FISHING -- If you're one of those steelheaders who's been avoiding the Clearwater River because of this season's poor fish returns, here's a big THANK YOU from the anglers who've been enjoying your absence.
Read on for the Lewiston Tribune story that points out the lack of effort has resulted in some excellent fishing for those who show up to enjoy all the elbow room and unbothered steelhead.
By ERIC BARKER/Lewiston Tribune
LEWISTON, Idaho — Steelhead anglers fishing the Clearwater River have seen restrictive regulations, low bag limits and a disappointing return of B-run fish this fall and winter.
Those conditions have kept efforts low, but anglers willing to face them have experienced some darn good fishing at times.
“You basically have the river to yourself,” said Andy Alldredge of Camp, Cabin and Home in Lewiston. “There is plenty of fish around.”
The Clearwater, especially the stretch between Lewiston and Orofino, is not the best place to go for those looking to take home a steelhead. Special regulations aimed at ensuring there are enough steelhead for spawning at hatcheries, restrict harvest to fish that are no more than 28 inches long. That has led to some funny-looking harvest statistics.
For example, last weekend anglers on the Lewiston-to-Orofino stretch of the Clearwater landed a steelhead for every six hours of fishing. That’s about as good as it gets there. But anglers had to put in 56 hours for every keeper.
“The catching is very good, I would say it’s as good as it is in good years. The harvest rates are way down because you can’t harvest the big fish,” said Joe DuPont, regional fisheries manager for the department at Lewiston. “The reason the catch rates are so good is the effort is very low and the big fish stay out there. We are not cropping (big) hatchery fish, and there is not a lot of competition.”

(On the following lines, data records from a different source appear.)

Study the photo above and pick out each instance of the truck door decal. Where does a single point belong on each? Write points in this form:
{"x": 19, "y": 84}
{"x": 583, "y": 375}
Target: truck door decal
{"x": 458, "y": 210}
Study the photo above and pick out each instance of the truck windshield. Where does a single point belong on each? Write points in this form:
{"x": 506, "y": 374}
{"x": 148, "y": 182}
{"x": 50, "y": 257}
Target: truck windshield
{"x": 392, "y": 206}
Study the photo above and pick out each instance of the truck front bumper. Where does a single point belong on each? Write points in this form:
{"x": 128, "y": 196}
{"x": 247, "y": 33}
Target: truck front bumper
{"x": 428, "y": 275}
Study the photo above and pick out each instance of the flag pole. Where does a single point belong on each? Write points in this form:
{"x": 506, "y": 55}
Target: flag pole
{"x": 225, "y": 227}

Don Whitney, another Fish and Game biologist, said he and the creel clerks who work for him have heard few complaints from anglers about the harvest restrictions.

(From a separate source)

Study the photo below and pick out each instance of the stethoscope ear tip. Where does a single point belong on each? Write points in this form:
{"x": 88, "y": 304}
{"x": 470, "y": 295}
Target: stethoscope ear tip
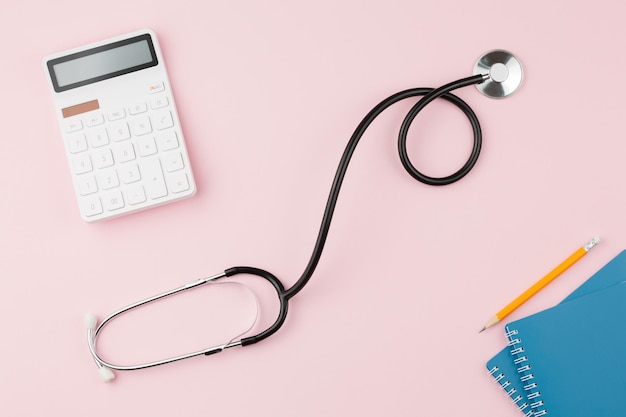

“It seems like people understand the restrictions, that if we don’t have the brood, we can’t release the smolt.”
Hatchery fish are in the system so anglers can catch them. But the system depends on enough fish escaping the fisheries and returning to hatcheries so the next generation of fish can be produced.
Normally that is not a problem. In fact, fisheries managers often fret that too many hatchery fish remain left uncaught and that they could pose a threat to protected wild steelhead by breeding with them and reducing the fitness of their offspring.

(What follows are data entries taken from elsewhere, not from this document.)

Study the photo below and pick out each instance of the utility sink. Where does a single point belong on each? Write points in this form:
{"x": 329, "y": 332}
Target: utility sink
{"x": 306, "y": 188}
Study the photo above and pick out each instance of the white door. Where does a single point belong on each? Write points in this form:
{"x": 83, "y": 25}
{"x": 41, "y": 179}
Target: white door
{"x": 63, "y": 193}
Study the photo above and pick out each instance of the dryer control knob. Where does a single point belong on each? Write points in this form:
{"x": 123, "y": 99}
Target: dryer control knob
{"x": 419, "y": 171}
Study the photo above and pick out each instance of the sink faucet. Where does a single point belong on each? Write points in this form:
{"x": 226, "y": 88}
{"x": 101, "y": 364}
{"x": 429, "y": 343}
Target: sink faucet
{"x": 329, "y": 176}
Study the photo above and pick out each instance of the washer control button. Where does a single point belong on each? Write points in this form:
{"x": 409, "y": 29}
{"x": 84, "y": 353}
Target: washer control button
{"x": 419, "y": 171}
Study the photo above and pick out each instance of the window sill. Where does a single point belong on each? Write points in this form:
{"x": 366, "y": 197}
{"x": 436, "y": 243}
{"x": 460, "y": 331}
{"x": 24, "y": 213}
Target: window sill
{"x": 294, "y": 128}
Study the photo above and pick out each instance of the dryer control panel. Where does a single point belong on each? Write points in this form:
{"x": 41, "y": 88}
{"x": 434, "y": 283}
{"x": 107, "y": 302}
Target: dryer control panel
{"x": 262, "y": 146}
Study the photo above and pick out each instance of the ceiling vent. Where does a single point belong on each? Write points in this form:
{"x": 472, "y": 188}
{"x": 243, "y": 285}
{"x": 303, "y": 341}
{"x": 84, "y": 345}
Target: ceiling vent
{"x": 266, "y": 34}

But this was a poor year for steelhead returns and especially bad for B-run steelhead bound for the Clearwater. Last October, fisheries officials estimated only 5,800 hatchery B-run steelhead would return this fall and only about 2,000 would be bound for Dworshak National Fish Hatchery. The hatchery has a goal of collecting 2,000 steelhead for spawning.
Dworshak Hatchery met its goal of collecting about 500 steelhead in the fall and has started to collect the remainder of the fish. Both DuPont and Steve Rodgers, managers of the Dworshak complex, said they expect to meet collection goals.
“We really don’t have any concern about making it,” Rodgers said.